I bought King Arthur Gluten-Free All-Purpose Flour but it came to my attention that I might also need to add xanthan and/or guar gum to the mix to help it rise and not separate. How much xanthan and/or guar gum do I need to add to this recipe? Some websites said to use 3/4 tsp of xanthan gum for every cup of flour. I have also read that mixing the two gums makes the best recipes. What measurement combination do you think will be best for this recipe? The recipe is as follows:
Grandma Myrtle Goode’s Banana Bread Recipe
Pre-heat oven to 350°
1st large mixing bowl, cream and set aside:
½ C. butter
1¼ C. sugar
1 t. vanilla
4 very ripe bananas (if frozen, thaw first)

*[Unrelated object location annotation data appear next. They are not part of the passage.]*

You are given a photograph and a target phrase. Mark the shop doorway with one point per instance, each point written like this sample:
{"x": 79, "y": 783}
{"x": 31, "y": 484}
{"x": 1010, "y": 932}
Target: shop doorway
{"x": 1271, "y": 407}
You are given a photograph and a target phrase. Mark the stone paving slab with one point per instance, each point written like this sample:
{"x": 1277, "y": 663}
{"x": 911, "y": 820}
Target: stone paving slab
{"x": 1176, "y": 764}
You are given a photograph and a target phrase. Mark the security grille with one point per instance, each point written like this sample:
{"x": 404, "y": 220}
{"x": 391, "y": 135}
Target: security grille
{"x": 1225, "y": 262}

2nd mixing bowl, stir dry ingredients together:
2 C. GF flour blend
½ t. salt
1 t. baking soda
1½ t. xanthan gum (renovation)
1 t. baking powder (renovation)
½ C. chopped walnuts (optional)
3 t. cinnamon
Add this last ingredient at the end of Step 4
⅓ C. oil
Slowly add all the dry ingredients from the second mixing bowl to the creamed ingredients in the first mixing bowl. Add the oil and mix.
Pour into muffin tins or a bread loaf or cake pan.
Bake as follows: Muffins cook for 15-19 minutes depending on your oven. Bread or cake pans need approximately one hour and 15 minutes. Test with a toothpick in the center for doneness. If it comes out totally dry, they are cooked through.
Enjoy warm or after they have cooled wrap and freeze to be enjoyed later.
Traditionally this recipe bakes into a very dense and weighty bread that is incredibly flavorful and moist. I usually make it in huge batches so I can freeze any leftovers to enjoy with my tea or coffee at breakfast or as a snack. As dense and weighty as this bread is, I and my many guests have NEVER commented that is chewy, tough, or sits in your stomach like a lump. So my impression is that the dense weightiness is part of what makes this recipe so amazing. (I don’t know if that helps or not, just thought I would mention it.)
Thank you in advance for your help with this recipe.
The renovation: What a lovely and thoughtful gift to make for your neighbor! What I would suggest is pretty simple (noted above)… Add 1-1/2 teaspoons of xanthan gum and 1 additional teaspoon of baking POWDER to the dry ingredients. See my tip here about baking powder. Everything else stays as is… use the GF flour mix in the same amount as the original recipe. It should come out great!
The result: The second attempt to make the converted banana bread was a success!! On my first try, I had received so many different suggestions from various gluten-free recipe conversion sources on what to add that I averaged everyone’s suggestions. I also played around with the baking time—resulting in a flatter, half-baked bread. The half that did cook successfully had good texture, was very moist (as usual), and tasted delicious; but I need it to rise a little more to match the traditional recipe.
The picture is the result of my second attempt at this recipe. I ONLY followed your conversion recommendations and the recipe rose just like normal. I cooked the bread at the traditional temperature for the regular length of time and everything came out perfectly!! My husband, who is a harsh critic of store-bought and friends’ home-baked GF goods was skeptical to try it. But he said that it tasted wonderful—no difference in taste, texture, and density from the traditional recipe, which is a great compliment.
Thank you Stephanie for getting back to me so quickly with your conversion suggestions. Your suggestions were spot-on and resulted in a converted recipe I will be sure to make again and again as well as pass on to all my GF friends/family. Thank you for helping open a new chapter in my baking life: gluten-free. I am excited by future possibilities.
Readers should note that this recipe is not vegan or sugar-free, but sounds amazing! I will let you know if I convert it further.